The present invention relates generally to a system and method for communications, and, in particular, to a system and method for multi-stream compression.
The effective throughput of a network can be improved, for example, using data compression. Data compression involves encoding information using fewer bits than the original compression. Data may be compressed, transmitted, and then decompressed. Compression reduces data storage space and transmission capacity, with a tradeoff of increased computation.
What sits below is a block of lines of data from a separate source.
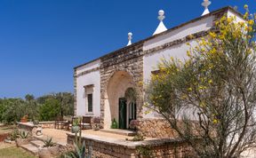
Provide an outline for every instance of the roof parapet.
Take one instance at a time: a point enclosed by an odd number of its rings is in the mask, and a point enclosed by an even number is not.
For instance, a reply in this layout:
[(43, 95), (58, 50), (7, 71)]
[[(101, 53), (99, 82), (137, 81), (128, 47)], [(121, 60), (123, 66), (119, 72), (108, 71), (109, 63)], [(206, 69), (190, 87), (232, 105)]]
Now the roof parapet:
[(167, 30), (166, 27), (164, 26), (164, 22), (163, 22), (163, 20), (164, 20), (164, 18), (165, 18), (165, 16), (164, 16), (164, 11), (160, 10), (160, 11), (158, 12), (158, 15), (159, 15), (159, 16), (158, 16), (158, 20), (160, 20), (160, 23), (159, 23), (157, 28), (156, 29), (156, 31), (154, 32), (153, 36), (155, 36), (155, 35), (156, 35), (156, 34), (160, 34), (160, 33)]
[(209, 1), (209, 0), (204, 0), (204, 2), (202, 3), (202, 6), (204, 7), (204, 11), (202, 16), (210, 13), (210, 11), (209, 11), (209, 9), (208, 9), (208, 6), (209, 6), (211, 4), (212, 4), (211, 1)]

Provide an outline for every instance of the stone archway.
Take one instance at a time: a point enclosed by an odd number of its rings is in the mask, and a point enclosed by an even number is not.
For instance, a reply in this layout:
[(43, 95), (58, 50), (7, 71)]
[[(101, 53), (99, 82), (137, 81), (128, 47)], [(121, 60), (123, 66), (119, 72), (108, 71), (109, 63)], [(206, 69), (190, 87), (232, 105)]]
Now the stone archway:
[(119, 99), (124, 98), (128, 88), (134, 87), (132, 76), (126, 71), (114, 73), (108, 83), (104, 101), (104, 128), (109, 129), (115, 118), (119, 122)]

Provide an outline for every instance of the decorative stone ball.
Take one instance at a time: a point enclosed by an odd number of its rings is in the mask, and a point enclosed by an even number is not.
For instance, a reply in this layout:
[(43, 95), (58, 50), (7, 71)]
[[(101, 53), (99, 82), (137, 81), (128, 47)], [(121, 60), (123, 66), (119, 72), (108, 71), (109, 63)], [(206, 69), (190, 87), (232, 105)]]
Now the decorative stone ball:
[(129, 32), (129, 33), (128, 33), (128, 36), (132, 36), (132, 32)]
[(159, 16), (164, 15), (164, 11), (160, 10), (160, 11), (158, 12), (158, 14), (159, 14)]

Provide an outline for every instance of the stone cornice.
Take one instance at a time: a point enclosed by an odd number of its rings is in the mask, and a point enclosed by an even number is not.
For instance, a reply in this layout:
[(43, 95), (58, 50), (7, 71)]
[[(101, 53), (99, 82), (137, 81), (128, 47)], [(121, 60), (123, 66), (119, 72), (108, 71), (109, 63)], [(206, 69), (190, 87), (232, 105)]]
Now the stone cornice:
[(164, 43), (162, 45), (159, 45), (159, 46), (151, 48), (149, 50), (144, 51), (143, 51), (144, 55), (145, 54), (153, 53), (153, 52), (156, 52), (156, 51), (161, 51), (161, 50), (164, 50), (166, 48), (170, 48), (170, 47), (180, 44), (180, 43), (188, 43), (188, 42), (189, 42), (191, 40), (194, 40), (194, 39), (196, 39), (196, 38), (200, 38), (200, 37), (205, 36), (207, 36), (209, 34), (210, 31), (214, 31), (214, 28), (212, 28), (212, 29), (209, 29), (209, 30), (206, 30), (206, 31), (197, 32), (197, 33), (187, 36), (185, 36), (183, 38), (180, 38), (180, 39), (169, 42), (169, 43)]
[(95, 68), (92, 68), (92, 69), (89, 69), (89, 70), (86, 70), (86, 71), (83, 71), (82, 73), (79, 73), (79, 74), (77, 74), (77, 75), (75, 75), (74, 77), (79, 77), (79, 76), (81, 76), (81, 75), (86, 75), (86, 74), (89, 74), (89, 73), (92, 73), (92, 72), (94, 72), (94, 71), (98, 71), (98, 70), (100, 70), (100, 67), (95, 67)]

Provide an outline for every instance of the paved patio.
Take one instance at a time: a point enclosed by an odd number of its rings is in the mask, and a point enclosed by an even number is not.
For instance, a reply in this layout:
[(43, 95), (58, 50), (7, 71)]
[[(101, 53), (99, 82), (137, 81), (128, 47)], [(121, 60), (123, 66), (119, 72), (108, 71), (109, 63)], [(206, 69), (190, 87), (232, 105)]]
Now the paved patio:
[[(52, 138), (54, 142), (57, 142), (61, 145), (67, 144), (67, 133), (70, 133), (67, 130), (56, 130), (56, 129), (44, 129), (43, 130), (43, 136), (37, 137), (41, 139), (46, 139), (47, 138)], [(82, 132), (82, 137), (89, 137), (92, 138), (101, 139), (104, 140), (110, 140), (110, 141), (126, 141), (125, 139), (132, 139), (133, 137), (131, 136), (124, 136), (120, 134), (115, 133), (108, 133), (106, 131), (101, 130), (85, 130)], [(146, 138), (146, 140), (153, 140), (156, 138)]]

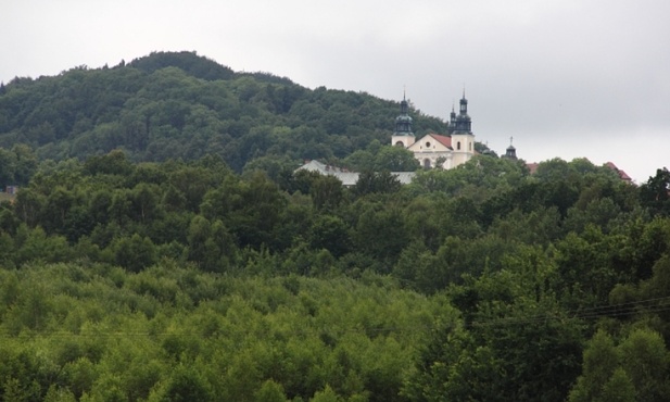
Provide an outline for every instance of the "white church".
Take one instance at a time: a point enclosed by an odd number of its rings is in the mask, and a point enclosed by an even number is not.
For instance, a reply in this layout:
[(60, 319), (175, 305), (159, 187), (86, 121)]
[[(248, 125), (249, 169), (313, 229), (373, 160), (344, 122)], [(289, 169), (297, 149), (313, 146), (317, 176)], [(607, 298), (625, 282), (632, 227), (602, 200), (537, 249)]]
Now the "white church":
[(468, 116), (468, 100), (465, 98), (465, 91), (460, 99), (458, 115), (452, 109), (446, 136), (431, 133), (417, 140), (412, 131), (412, 117), (407, 111), (407, 101), (403, 97), (401, 114), (395, 118), (395, 130), (391, 137), (391, 145), (405, 147), (414, 152), (414, 156), (422, 167), (440, 166), (448, 169), (466, 163), (476, 154), (472, 121)]

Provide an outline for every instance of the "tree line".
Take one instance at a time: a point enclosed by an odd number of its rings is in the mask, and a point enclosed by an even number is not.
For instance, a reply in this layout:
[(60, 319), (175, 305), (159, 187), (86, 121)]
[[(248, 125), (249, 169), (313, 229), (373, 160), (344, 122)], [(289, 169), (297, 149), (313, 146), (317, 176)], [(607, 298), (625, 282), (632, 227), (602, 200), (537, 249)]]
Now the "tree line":
[(40, 163), (0, 204), (3, 398), (668, 393), (667, 169), (480, 155), (344, 188), (273, 166)]

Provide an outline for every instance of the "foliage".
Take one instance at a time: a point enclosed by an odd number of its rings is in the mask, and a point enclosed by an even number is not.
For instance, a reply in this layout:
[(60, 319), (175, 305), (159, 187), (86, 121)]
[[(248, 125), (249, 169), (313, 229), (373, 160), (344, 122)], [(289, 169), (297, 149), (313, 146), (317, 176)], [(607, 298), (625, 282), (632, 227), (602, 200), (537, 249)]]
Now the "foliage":
[(667, 169), (401, 185), (396, 111), (189, 52), (2, 86), (0, 399), (666, 398)]

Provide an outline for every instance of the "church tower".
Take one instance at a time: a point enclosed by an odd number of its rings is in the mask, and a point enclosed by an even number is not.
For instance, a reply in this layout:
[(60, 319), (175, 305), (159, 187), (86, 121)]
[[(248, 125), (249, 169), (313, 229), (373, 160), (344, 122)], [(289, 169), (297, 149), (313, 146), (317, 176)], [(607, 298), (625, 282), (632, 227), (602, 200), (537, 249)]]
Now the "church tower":
[(472, 134), (472, 121), (468, 115), (468, 100), (465, 97), (465, 89), (452, 131), (452, 148), (454, 150), (454, 166), (466, 163), (475, 155), (475, 135)]
[(395, 117), (395, 130), (391, 137), (391, 145), (407, 148), (414, 143), (416, 138), (412, 133), (412, 117), (408, 114), (409, 104), (405, 100), (405, 93), (403, 93), (403, 101), (400, 102), (400, 115)]
[(511, 141), (514, 140), (514, 137), (509, 137), (509, 147), (507, 147), (507, 150), (505, 152), (505, 154), (503, 155), (503, 158), (506, 159), (511, 159), (511, 160), (518, 160), (517, 158), (517, 149), (514, 148), (514, 146), (511, 145)]

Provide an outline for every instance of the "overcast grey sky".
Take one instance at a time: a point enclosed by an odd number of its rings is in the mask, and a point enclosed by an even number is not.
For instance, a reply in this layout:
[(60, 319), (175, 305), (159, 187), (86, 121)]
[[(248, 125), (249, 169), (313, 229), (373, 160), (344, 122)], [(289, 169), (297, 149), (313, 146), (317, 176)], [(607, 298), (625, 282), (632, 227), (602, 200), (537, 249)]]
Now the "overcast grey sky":
[[(0, 0), (0, 81), (194, 50), (235, 71), (407, 98), (520, 158), (670, 167), (668, 0)], [(390, 127), (392, 118), (390, 116)]]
Data compression may be lossy or lossless. In lossless data compression, statistical redundancy is identified and eliminated, and no information is lost. Examples of lossless compression include Lempel-Ziv (LZ) compression, DEFLATE compression, LZ-Renau compression, Huffman coding, compression based on probabilistic models such as prediction by partial matching, grammar-based coding, and arithmetic coding. In lossy compression, marginally important information is identified and removed. Lossy data compression schemes are based on how people perceive the data in question. For example, the human eye is more sensitive to subtle variations in luminance than the variations in color. Examples of lossy compression include JPEG compression, MPEG compression, and Mp3 compression. Different coding methods are more efficient in compressing different data types. For example, JPEG compression is best used to compress images, MPEG compression is best used to compress video, MP3 compression is best used to compress audio, a lossless compression scheme is best used to compress a text file, and no compression is best for an already compressed file.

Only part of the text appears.